What broke structurally

Beyond the win-rate-versus-EV problem, the bot kept doing things it had been instructed not to.

Every few sessions it would place a range bet — a contract on whether the price would land inside a band — when the prompt had explicitly asked for a directional bet on the next-quarter close. Same model, same prompt, occasional category drift mid-reasoning. I added an explicit range_only=false flag in the prompt, sharpened the system message, and wrote a post-decision validator that rejected any order whose market type did not match what the prompt had asked for. The validator caught some violations. It did not catch all of them.

A separate class of failure: the bot would occasionally trigger a "stop loss reached" outcome and halt on a position that had not moved enough to justify it. The bankroll for that stretch of testing was small — twenty dollars — and no individual trade should have produced position-level risk events. The cause was prompt-spec leakage. A comment in the system prompt about stop-loss as a general principle of trading was being interpreted by the model as a live operational gate, and the model would sometimes invoke it on its own initiative.

Both failures had the same shape. The model was, loosely, doing what it understood the instructions to ask for. The instructions were ambiguous enough that it could justify behaviour the author had not authorised. Tightening the instructions reduced the rate. It did not eliminate it.

Why iteration didn't help

I went through three rounds of fixes. Each iteration tightened the prompt, added validators, and adjusted the bet-sizing curve. The win rate moved a couple of points up and down. The profit-and-loss stayed negative.

The fundamental issue was not a tuning issue. The data the model saw at decision time — orderbook, recent price history, volatility — was the same data Kalshi market makers and other algorithmic traders had been watching for longer, and they had already priced it in. A reasoning model can do well on a prompt nobody has thought about. A reasoning model does not have an information edge over an orderbook that is being continuously updated by people whose job is to price these contracts.
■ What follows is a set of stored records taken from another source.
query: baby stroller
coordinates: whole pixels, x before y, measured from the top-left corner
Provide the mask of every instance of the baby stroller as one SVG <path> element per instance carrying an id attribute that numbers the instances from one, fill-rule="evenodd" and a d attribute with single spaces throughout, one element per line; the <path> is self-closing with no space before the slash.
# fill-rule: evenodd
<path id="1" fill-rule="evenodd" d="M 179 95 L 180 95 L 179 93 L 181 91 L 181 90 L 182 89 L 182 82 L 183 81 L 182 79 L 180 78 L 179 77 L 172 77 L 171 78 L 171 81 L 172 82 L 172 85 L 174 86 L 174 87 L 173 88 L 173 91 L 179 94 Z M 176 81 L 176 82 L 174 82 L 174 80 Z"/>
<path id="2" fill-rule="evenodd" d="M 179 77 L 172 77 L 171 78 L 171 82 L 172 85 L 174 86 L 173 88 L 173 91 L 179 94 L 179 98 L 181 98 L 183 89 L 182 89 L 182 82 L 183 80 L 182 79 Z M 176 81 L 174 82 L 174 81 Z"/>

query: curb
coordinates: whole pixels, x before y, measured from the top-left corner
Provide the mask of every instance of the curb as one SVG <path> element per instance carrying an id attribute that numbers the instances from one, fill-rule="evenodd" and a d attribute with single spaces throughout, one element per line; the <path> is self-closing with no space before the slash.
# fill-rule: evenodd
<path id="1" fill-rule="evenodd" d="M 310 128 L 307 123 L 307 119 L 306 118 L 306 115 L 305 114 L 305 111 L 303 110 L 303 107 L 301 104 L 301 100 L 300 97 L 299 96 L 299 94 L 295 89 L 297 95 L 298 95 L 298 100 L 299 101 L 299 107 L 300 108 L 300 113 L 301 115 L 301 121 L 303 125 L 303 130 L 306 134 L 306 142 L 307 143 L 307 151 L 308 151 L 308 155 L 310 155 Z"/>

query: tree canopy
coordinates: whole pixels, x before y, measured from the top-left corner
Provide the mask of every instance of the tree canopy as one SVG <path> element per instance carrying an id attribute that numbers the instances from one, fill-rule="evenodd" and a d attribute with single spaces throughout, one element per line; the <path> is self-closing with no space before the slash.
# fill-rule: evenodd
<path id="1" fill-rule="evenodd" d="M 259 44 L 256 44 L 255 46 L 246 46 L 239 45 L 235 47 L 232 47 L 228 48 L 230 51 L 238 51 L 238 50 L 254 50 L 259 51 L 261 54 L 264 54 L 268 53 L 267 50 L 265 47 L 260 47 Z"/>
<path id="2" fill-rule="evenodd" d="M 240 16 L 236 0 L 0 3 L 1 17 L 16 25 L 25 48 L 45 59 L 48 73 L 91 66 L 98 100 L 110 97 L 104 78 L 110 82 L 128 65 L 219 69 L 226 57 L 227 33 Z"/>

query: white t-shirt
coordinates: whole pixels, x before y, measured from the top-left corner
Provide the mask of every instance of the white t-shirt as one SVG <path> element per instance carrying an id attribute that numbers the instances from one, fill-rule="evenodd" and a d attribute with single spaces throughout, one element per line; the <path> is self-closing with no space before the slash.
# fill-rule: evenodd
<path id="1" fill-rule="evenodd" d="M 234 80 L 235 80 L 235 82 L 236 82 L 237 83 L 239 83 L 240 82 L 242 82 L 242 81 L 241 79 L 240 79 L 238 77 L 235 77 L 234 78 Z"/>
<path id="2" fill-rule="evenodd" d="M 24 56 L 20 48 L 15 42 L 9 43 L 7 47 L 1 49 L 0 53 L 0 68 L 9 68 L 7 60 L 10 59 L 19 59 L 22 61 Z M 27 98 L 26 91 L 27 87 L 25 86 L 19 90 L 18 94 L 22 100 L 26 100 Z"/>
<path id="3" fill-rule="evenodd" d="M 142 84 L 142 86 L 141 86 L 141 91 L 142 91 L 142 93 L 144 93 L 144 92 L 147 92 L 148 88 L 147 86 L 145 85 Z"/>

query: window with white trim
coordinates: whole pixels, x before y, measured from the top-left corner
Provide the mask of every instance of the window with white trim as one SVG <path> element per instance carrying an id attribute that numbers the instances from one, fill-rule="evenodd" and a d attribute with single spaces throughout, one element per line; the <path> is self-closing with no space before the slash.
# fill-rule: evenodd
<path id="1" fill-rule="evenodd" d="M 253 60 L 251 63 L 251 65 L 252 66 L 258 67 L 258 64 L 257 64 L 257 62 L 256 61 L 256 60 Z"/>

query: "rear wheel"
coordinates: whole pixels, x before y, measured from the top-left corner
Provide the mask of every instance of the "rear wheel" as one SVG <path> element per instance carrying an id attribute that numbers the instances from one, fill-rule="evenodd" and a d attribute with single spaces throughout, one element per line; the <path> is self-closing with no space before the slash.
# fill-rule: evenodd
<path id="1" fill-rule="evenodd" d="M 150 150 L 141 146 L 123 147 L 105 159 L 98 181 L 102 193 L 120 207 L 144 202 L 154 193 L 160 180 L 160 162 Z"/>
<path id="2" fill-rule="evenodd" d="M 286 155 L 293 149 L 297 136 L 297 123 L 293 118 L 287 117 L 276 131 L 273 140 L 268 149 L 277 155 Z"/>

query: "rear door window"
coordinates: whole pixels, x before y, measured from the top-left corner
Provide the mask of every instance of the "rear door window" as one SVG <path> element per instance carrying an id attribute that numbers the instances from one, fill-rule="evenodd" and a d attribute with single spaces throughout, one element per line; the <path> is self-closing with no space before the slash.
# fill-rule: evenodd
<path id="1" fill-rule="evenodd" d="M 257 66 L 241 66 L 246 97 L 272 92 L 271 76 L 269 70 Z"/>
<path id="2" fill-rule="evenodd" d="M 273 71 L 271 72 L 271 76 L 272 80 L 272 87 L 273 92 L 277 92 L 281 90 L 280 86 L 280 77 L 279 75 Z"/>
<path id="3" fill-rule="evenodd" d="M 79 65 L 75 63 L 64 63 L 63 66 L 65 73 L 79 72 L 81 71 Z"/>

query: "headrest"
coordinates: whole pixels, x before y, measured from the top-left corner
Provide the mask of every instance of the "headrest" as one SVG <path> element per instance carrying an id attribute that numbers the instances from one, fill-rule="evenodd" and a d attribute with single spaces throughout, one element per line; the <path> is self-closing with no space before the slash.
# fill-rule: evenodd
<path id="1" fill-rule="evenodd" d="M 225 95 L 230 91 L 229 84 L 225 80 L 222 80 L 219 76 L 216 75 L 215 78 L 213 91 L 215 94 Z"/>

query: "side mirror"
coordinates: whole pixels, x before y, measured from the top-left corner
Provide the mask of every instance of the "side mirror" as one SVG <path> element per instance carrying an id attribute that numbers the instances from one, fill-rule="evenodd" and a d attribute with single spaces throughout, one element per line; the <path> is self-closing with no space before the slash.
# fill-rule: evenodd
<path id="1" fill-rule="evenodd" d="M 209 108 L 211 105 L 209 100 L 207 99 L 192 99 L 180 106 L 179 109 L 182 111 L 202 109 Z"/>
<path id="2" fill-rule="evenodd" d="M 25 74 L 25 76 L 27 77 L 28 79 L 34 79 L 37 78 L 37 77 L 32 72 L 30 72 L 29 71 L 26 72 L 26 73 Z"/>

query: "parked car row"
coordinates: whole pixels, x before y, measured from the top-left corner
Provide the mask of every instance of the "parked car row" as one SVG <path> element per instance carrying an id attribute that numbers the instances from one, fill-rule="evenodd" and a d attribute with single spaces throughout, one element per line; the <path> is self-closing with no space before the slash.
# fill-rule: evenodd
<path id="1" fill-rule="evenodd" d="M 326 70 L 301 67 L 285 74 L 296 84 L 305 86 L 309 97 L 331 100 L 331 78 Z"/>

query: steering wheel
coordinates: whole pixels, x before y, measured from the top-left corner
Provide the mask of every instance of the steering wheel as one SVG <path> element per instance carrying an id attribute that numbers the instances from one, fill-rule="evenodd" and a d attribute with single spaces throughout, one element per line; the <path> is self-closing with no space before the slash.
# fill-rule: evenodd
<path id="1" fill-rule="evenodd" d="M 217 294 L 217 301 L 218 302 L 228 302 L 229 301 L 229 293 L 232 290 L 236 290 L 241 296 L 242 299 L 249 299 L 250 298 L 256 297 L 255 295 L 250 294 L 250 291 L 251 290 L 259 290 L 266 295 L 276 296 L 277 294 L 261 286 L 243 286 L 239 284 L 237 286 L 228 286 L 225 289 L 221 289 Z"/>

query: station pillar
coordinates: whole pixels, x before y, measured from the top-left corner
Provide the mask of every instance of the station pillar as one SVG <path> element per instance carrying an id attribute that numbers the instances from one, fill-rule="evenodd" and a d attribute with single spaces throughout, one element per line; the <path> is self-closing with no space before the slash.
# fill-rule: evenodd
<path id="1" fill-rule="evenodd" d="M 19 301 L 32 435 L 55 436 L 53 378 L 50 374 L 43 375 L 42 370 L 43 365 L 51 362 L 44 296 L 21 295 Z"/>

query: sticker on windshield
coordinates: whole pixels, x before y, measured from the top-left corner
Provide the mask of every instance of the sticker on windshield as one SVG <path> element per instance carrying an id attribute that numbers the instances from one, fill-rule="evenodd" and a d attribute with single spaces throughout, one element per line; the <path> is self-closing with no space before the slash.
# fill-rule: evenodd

The third lesson, then: a strong reasoning model is not automatically a strong trader. Reasoning is about working through a question carefully. Trading edge is about knowing something, or modelling something, that your counterparty does not. A general-purpose model with public-internet context has neither. Adding "think harder" to the prompt does not produce edge from no edge.

The decommission

On 2026-04-11 I disabled all seven cron jobs in a single change and let the open positions resolve out. Total realised profit-and-loss over the experiment: negative $51.54. Total time invested, including the three iterations: somewhere around forty hours.
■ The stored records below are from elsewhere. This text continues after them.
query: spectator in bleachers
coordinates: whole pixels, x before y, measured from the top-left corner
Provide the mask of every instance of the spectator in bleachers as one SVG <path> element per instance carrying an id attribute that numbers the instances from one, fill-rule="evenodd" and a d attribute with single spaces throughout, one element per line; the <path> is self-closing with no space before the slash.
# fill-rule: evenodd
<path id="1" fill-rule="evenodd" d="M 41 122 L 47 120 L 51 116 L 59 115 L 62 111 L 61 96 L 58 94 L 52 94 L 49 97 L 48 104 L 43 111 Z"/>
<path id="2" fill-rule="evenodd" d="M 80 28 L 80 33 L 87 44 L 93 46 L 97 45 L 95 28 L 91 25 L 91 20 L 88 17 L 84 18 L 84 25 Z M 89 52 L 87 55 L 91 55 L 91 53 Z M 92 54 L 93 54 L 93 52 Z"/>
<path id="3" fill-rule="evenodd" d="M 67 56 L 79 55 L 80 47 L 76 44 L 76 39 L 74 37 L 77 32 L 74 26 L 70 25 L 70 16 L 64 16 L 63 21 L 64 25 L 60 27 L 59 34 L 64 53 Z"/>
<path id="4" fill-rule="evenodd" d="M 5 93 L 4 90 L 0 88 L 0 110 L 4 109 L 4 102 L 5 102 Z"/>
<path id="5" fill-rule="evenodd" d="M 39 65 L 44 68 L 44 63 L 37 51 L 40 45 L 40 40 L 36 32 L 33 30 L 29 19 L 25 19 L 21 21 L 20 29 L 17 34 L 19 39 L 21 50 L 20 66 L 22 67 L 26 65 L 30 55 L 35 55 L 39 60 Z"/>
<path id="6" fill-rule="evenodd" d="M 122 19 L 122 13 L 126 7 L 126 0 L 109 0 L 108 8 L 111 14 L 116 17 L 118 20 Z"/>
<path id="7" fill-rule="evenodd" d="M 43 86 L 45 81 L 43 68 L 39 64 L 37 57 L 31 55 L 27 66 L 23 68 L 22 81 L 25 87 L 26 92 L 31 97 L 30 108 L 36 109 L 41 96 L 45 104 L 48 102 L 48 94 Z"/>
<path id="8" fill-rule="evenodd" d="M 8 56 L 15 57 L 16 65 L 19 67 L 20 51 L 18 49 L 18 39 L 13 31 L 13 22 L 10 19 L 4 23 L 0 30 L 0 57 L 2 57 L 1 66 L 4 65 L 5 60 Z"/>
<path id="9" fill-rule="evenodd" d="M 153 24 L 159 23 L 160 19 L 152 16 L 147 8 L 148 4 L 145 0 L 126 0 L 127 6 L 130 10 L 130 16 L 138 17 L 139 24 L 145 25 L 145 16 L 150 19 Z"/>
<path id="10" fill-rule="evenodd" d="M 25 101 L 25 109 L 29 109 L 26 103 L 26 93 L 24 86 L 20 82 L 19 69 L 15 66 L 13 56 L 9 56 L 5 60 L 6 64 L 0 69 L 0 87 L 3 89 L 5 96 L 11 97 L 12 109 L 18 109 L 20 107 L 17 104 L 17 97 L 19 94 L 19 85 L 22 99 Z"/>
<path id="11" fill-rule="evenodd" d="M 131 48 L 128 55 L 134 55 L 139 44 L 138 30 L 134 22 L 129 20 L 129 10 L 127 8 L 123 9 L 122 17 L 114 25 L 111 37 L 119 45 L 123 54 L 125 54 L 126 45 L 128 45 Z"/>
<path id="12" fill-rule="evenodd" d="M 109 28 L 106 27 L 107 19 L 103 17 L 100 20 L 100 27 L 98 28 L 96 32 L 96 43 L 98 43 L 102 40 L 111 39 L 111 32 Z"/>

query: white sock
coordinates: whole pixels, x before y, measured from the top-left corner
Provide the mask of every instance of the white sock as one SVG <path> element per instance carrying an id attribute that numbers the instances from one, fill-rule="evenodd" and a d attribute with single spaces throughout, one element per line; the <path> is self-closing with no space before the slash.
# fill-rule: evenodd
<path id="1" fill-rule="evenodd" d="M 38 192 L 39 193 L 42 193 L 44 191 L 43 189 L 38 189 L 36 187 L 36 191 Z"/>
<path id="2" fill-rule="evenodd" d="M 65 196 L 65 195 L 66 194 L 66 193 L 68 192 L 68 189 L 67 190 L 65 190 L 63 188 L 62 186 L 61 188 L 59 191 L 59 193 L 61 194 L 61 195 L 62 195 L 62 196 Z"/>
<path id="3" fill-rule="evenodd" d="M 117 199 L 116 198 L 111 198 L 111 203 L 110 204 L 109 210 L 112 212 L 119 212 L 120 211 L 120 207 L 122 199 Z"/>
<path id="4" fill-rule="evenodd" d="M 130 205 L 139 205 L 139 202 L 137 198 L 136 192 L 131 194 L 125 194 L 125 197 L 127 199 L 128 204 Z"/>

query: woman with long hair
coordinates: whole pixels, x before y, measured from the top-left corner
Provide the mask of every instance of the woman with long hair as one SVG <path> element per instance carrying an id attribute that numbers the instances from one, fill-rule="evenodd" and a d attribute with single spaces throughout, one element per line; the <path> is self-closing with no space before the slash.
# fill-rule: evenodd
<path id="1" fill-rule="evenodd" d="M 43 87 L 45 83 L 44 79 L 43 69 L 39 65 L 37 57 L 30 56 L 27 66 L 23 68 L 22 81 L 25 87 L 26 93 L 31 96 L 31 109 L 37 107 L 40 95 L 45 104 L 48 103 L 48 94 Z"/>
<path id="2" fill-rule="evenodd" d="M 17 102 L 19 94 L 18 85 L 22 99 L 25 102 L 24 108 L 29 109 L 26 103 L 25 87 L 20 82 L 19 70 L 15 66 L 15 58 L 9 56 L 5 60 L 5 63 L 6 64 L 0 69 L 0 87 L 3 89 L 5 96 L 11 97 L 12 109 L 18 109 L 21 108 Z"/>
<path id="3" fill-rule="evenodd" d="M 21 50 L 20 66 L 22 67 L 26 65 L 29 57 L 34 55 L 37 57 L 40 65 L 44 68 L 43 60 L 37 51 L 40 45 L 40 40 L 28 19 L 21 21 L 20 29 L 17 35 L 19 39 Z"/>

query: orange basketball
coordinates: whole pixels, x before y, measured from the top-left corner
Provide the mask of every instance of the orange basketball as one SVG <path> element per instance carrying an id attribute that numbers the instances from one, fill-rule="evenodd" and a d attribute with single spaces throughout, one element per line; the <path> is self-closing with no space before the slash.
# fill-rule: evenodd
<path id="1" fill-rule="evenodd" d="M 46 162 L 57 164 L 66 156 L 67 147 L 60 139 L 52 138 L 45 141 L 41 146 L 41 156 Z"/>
The infrastructure is still on disk. The bot is not coming back in its current form. If a successor emerges, it will be a human-in-the-loop ranker that proposes candidate trades, posts them to Slack with the model's reasoning, and lets a person place the bet. The autonomous loop is the part that did not work, and that is the part that came out.

What I would tell past-me

Three things, in roughly the order of how expensive they were to learn:

  1. Win rate without payout context is a vanity metric. Expected value requires the entry price, not just the directional accuracy. A 59% win rate at sixty-five-cent average entry is a money-losing strategy by construction.
  2. Prompt-spec leakage is not a tuning problem. If a model occasionally violates explicit instructions, more explicit instructions reduce frequency but rarely close the failure mode. For loops that move real money, validators outside the model are mandatory, and the right answer is often to not let the model close the loop at all.
  3. A reasoning model is not, on its own, a trading edge. Public reasoning on public information cannot, on average, beat a market that already prices public information. An LLM-driven trader needs a private input — proprietary data, faster access, a context the market cannot process — to outperform. None of those described what I built.

The cron jobs are gone. The lesson, expensively, is not.